In a cooperative investigation with multinational consulting firm Deloitte, the European Union Intellectual Property Office (EUIPO) recently discovered that anonymity technologies including Bitcoin and Tor are encouraging infringement of property and illegal reproduction of content.
After a so-called thorough analysis on 25 different infringing business models, EUIPO Executive Director Antonio Campinos claimed that Tor and Bitcoin are providing online criminals and their customers an infrastructure that is undetected from the authorities.
“[infringement] more and more relies on new encrypted technologies like the TOR browser and the bitcoin virtual currency, which are employed by infringers of IPR to generate income and hide the proceeds of crime from the authorities,” said Campinos.

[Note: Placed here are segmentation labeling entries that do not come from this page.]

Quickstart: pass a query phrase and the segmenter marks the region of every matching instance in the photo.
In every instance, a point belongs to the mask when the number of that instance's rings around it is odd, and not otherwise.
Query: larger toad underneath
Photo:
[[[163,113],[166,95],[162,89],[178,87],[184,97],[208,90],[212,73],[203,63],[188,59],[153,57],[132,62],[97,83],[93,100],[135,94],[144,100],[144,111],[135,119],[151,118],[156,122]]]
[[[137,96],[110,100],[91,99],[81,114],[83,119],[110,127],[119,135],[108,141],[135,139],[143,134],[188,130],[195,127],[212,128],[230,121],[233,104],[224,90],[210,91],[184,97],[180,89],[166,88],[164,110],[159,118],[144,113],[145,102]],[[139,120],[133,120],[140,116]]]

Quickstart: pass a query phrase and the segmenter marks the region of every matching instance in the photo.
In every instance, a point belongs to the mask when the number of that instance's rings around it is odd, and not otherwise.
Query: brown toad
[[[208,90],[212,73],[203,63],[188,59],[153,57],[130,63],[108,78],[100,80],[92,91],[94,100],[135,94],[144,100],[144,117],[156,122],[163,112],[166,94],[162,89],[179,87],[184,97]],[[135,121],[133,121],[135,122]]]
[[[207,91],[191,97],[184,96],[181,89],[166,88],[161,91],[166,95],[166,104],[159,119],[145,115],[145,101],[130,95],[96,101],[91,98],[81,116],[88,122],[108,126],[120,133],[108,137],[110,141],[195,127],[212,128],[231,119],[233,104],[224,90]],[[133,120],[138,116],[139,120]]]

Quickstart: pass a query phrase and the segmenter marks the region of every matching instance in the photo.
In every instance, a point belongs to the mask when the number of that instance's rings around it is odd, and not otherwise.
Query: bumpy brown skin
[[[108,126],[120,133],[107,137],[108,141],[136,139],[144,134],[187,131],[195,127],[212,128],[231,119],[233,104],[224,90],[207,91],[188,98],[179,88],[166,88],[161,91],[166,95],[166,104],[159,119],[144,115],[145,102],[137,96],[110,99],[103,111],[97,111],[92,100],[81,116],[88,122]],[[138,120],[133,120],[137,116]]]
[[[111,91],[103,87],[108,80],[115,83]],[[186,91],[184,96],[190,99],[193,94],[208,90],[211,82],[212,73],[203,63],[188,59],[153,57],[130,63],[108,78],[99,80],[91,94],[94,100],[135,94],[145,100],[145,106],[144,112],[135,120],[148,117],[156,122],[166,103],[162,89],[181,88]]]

Campinos further continued by stating the obvious, clarifying that the advancement in anonymity technologies and the increasing usage of dark marketplaces are contributing to societal and economical problems surrounding pirated content and infringed rights.
“The revenue sources of the IPR-infringing business models are to a large extent the same as for non-infringing business models and consist of direct revenue sources such as sales revenue, subscription fees and donations, or indirect revenue sources such as pay-per click or advertisement fees. Payment options often include traditional bank transfer and credit card payment, but increasingly also include payments in virtual currencies (mainly Bitcoins),” reads a section of the research paper.
The EUIPO is concerned about the increase in popularity of bitcoin in this market because of freedom of transaction the digital currency provides to both consumers and sellers.`Since government agencies can track down traditional forms of payments including bank transfer and Western Union transactions but is unable to trace digital currency transactions, the organization is claiming that Bitcoin and other anonymity technologies are negatively affecting various content-focused markets.
However, the EUIPO failed to understand and analyze the underlying problem of cash and bank transfers. Bitcoin by nature is not an anonymous digital currency. By utilizing the distribued ledger technology, it is possible to find the origin of transactions. In contrary, cash is a completely anonymous form of money because organizations and governments cannot analyze the source or origin of cash-based transfers.
The real issue with the claims of EUIPO doesn’t have much to do with the anonymity factor as it states in their research. The actual problem is, the EUIPO and other government agencies are fantasizing about the “real-life” setbacks bitcoin apparently brings despite cash and bank transfers being the source of 97% of illicit trading and purchases of pirated content.